Hay más de un precursor de esto –la doble novela que es Rayuela de Cortázar; la falsa edición crítica en Pálido fuego de Nabokov, etcétera–, pero Pavic es el primero que convierte en el centro de su obra esta transformación constante de la realidad a partir de la transformación constante de la novela. Todas sus grandes obras ensayan diferentes estructuras alocadas y argumentos delirantes: irrupciones de lo otro en el mundo.
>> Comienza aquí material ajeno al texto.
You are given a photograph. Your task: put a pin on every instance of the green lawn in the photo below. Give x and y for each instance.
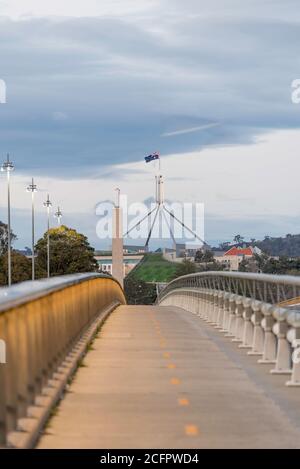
(154, 268)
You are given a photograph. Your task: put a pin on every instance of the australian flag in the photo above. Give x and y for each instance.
(154, 156)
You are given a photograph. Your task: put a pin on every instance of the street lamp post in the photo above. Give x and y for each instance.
(32, 188)
(58, 215)
(8, 167)
(48, 206)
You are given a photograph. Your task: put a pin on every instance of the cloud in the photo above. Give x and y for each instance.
(89, 95)
(125, 84)
(190, 130)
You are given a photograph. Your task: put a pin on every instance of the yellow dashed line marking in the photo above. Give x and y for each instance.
(175, 381)
(183, 401)
(191, 430)
(171, 366)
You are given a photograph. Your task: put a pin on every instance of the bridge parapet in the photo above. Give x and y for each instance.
(46, 326)
(255, 310)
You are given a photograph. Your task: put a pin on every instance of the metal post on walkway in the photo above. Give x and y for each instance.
(32, 188)
(8, 167)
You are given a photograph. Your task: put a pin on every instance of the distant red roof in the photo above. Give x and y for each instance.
(234, 251)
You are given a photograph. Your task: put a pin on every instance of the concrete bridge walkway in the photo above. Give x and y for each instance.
(160, 377)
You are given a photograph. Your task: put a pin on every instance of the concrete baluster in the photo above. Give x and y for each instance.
(232, 316)
(216, 308)
(221, 310)
(226, 307)
(280, 329)
(239, 320)
(248, 326)
(258, 333)
(270, 340)
(293, 318)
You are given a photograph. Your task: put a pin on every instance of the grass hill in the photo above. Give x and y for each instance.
(285, 246)
(154, 268)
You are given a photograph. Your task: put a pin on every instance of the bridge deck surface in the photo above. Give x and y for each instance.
(160, 377)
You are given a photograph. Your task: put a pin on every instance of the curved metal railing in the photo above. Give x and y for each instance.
(263, 287)
(40, 324)
(255, 310)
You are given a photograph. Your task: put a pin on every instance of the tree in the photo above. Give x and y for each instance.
(238, 239)
(204, 256)
(4, 237)
(139, 292)
(20, 266)
(224, 246)
(70, 252)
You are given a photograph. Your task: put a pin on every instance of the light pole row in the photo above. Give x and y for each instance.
(7, 167)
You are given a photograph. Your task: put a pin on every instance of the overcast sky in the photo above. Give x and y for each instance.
(94, 86)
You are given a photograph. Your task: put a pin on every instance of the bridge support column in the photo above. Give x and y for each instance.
(117, 246)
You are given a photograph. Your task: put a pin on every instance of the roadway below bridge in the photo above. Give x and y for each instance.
(160, 377)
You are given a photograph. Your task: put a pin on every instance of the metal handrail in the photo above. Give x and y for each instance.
(41, 322)
(264, 287)
(25, 292)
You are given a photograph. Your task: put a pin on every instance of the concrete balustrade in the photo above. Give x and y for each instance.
(293, 336)
(239, 320)
(280, 329)
(232, 316)
(258, 331)
(265, 330)
(270, 340)
(41, 322)
(247, 333)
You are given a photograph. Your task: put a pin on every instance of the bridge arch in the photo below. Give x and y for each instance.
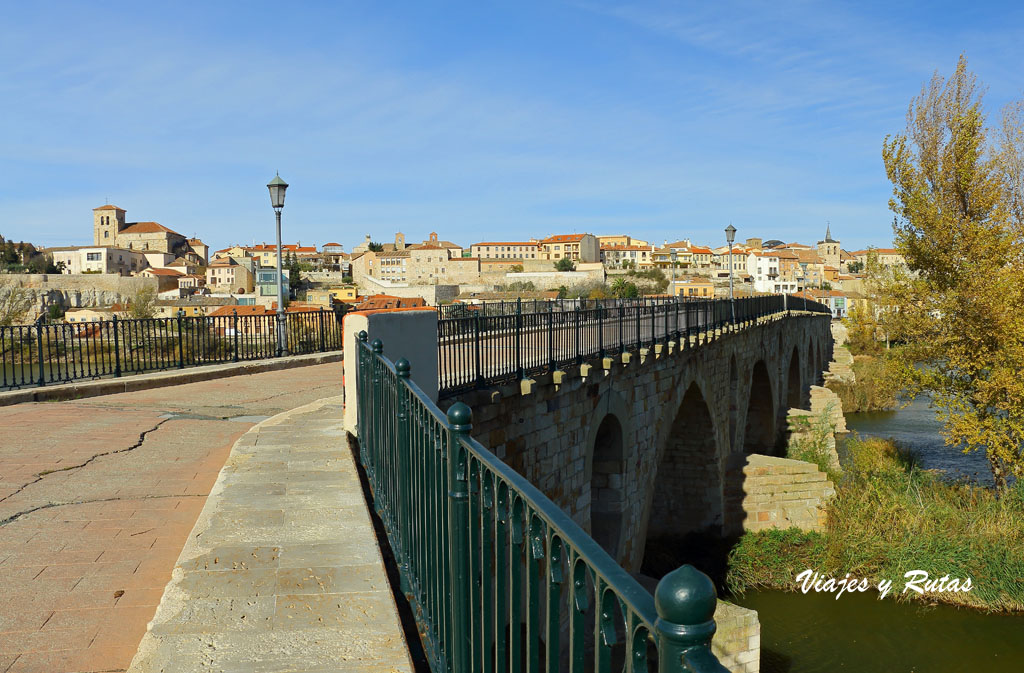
(607, 448)
(733, 402)
(794, 384)
(606, 497)
(687, 492)
(759, 433)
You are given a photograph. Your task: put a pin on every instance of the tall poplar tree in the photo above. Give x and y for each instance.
(957, 199)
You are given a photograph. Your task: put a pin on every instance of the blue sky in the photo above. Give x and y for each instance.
(478, 120)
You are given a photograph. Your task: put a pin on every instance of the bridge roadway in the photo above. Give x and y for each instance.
(98, 496)
(461, 359)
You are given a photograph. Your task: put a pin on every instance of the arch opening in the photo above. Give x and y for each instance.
(685, 523)
(759, 436)
(794, 392)
(606, 498)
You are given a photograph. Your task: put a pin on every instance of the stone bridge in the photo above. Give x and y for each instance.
(651, 445)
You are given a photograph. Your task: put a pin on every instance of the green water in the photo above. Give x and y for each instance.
(816, 633)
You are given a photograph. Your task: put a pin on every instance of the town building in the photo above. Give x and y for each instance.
(517, 250)
(167, 279)
(578, 247)
(828, 250)
(621, 240)
(98, 259)
(330, 296)
(110, 228)
(691, 287)
(627, 256)
(226, 275)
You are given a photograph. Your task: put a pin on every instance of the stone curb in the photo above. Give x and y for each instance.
(162, 379)
(176, 600)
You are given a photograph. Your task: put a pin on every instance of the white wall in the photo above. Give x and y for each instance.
(409, 334)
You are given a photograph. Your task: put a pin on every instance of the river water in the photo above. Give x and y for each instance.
(816, 633)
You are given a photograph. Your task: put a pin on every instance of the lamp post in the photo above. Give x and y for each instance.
(276, 187)
(730, 236)
(674, 256)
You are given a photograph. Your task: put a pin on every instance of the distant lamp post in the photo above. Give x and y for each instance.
(674, 256)
(730, 236)
(276, 187)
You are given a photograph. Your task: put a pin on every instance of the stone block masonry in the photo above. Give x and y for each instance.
(781, 493)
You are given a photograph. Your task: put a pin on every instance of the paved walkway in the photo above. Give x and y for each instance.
(283, 571)
(96, 500)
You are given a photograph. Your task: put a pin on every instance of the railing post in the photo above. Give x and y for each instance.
(551, 338)
(406, 495)
(39, 348)
(117, 348)
(460, 419)
(235, 332)
(685, 602)
(181, 345)
(579, 335)
(323, 335)
(518, 338)
(476, 349)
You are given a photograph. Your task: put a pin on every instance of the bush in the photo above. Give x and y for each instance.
(888, 517)
(876, 388)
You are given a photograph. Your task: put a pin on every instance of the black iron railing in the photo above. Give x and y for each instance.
(499, 577)
(42, 353)
(499, 344)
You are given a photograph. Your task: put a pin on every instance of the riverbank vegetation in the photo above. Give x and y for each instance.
(876, 385)
(958, 201)
(889, 517)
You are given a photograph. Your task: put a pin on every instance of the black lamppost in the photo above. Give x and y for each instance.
(276, 187)
(730, 236)
(674, 256)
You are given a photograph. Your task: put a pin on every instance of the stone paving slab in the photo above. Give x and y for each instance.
(283, 573)
(97, 498)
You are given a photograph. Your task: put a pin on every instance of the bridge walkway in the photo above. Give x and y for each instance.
(98, 496)
(283, 571)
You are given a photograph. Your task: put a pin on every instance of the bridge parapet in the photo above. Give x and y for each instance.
(480, 347)
(482, 552)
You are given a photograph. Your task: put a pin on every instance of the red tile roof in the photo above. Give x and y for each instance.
(564, 238)
(388, 301)
(146, 227)
(162, 271)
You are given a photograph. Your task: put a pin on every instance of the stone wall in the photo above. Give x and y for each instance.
(79, 290)
(547, 429)
(737, 641)
(782, 493)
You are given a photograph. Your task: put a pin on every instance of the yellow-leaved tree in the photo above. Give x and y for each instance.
(957, 199)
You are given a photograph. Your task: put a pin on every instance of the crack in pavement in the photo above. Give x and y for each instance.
(41, 475)
(17, 515)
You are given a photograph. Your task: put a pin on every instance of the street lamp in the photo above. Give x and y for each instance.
(674, 256)
(276, 187)
(730, 236)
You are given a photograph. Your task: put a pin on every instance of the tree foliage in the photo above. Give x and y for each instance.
(958, 200)
(15, 302)
(142, 303)
(564, 264)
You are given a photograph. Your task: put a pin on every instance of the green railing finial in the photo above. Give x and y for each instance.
(685, 600)
(460, 417)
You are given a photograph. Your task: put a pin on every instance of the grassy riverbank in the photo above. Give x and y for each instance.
(876, 388)
(889, 517)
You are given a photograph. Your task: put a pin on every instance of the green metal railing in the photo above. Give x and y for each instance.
(499, 577)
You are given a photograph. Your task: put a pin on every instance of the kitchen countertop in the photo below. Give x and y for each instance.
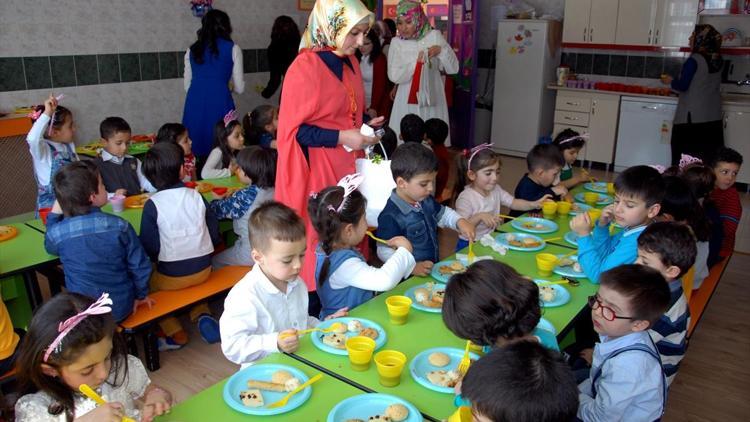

Paisaje pintado con té (1988) mezcla la forma de la novela con la del crucigrama; La cara interna del viento (1991) cuenta dos versiones de la misma historia –la de Hero y Leandro– en un libro bifronte, que se acaba en el centro; Pieza única (2004) propone un misterio policiaco minuciosamente ramificado, en vez de dirigido a una única solución, en el que cada lector puede arribar a la conclusión que más le apetezca…
5. Hace muchos años, por recomendación de Verónica Murguía y Ricardo Chávez Castañeda, leí el Diccionario jázaro. Su forma, su libertad, su profundidad humana, sus metáforas extrañas, todo llegó hasta mí a la vez como una explosión. (Tal vez como esa explosión.) Rompí todos los escritos que tenía en marcha en el momento, incluyendo una primera novela. Desde entonces he desesperado muchas veces, me he desviado, pero siempre he sabido que el camino, al menos para mí, está señalado por ese libro, como por algunos otros. No son los de moda, no son los apropiados al ánimo de la época, pero son los que me tocan.

Pavic

Como Borges, Levrero, Calvino, Dick, Lem, Arreola; como todos lo otros: Milorad Pavic ya es de mis grandes muertos, mis otros padres inalcanzables.